INDUSTRY.co.id-Jakarta – Kembali mengulang sukses mengadakan Golf Turnamen antar regional di tahun 2015 silam, Komunitas Air Cargo Golf Club Indonesia kembali menggelar golf turnamen untuk ke empat kalinya menjadi tuan rumah setelah sempat vakum selama tiga tahun karena dilanda pandemi.
Turnamen yang dilaksanakan selama dua hari ini , mengambil tempat di dua lapangan golf ternama di Jakarta yaitu Damai Indah Golf Club dan Sedayu Indo Golf yang merupakan lapangan terbaru di Jakarta Utara.
Masli Mulia, Komisaris, PT Samudera Indonesia Tbk yang juga sebelumnya menjabat sebagai Chairman AGC Indonesia mengatakan event ini dimulai kali pertama diselenggarakan sejak 1990.
"Tiap tahun selalu diadakan dan tempat selalu berubah, terakhir di Thailand, dan tahun ini di Indonesia," katanya.

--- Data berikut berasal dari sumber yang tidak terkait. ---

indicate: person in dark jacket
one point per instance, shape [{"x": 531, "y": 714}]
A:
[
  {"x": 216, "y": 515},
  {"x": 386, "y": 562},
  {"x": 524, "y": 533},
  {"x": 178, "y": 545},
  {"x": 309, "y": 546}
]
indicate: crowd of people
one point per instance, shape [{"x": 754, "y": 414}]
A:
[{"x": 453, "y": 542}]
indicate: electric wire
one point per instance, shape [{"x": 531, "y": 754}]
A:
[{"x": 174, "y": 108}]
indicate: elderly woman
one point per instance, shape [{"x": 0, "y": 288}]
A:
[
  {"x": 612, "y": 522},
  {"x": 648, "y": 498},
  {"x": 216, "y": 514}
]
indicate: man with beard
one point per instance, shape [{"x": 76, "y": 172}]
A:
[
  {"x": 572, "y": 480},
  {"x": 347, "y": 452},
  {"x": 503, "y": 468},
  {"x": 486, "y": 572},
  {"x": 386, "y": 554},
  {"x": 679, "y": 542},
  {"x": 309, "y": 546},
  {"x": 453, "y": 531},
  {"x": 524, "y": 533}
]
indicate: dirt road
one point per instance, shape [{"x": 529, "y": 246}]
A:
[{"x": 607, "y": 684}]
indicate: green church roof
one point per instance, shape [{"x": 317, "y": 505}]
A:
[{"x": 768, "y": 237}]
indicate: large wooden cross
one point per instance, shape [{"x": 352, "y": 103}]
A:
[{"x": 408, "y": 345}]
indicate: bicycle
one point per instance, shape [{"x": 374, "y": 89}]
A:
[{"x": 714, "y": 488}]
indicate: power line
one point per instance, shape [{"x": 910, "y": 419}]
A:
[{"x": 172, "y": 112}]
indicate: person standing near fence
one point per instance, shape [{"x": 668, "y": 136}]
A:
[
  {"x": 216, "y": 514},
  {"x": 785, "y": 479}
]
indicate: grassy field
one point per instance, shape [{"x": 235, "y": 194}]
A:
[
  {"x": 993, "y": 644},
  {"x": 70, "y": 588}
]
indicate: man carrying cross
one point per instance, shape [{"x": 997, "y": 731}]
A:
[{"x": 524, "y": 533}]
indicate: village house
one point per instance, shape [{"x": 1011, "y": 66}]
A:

Turnamen kali ini diikuti oleh enam anggota Air Cargo Golf Club antara lain negara Thailand, Filipina, Vietnam, Taiwan, Malaysia dan Indonesia. Ajang golf gathering AGC yang sudah dinantikan ini memang terasa istimewa karena dilaksanakan setelah pandemi dan menjadi tempat untuk saling berkumpul dan memperluas networking para anggota di dalam bisnis cargo dan transportasi.
Selain itu pak Adji Gunawan selaku Ketua AGC Indonesia manambahkan “Turnamen ini bukan tentang menjadi pemenang , namun lebih kepada merayakan semangat kebersamaan dan menikmati permainan golf itu sendiri”. di Jakarta, Selasa (26/7/2023).
Terlaksananya turnamen ini juga merupakan momentum yang baik untuk menunjukkan bahwa per ekonomian Indonesia mulai bangkit setelah berhasil keluar dari masa pandemic. Terbukti dengan antusiasme peserta dari luar negri untuk mengikuti Golf Gathering tahun ini.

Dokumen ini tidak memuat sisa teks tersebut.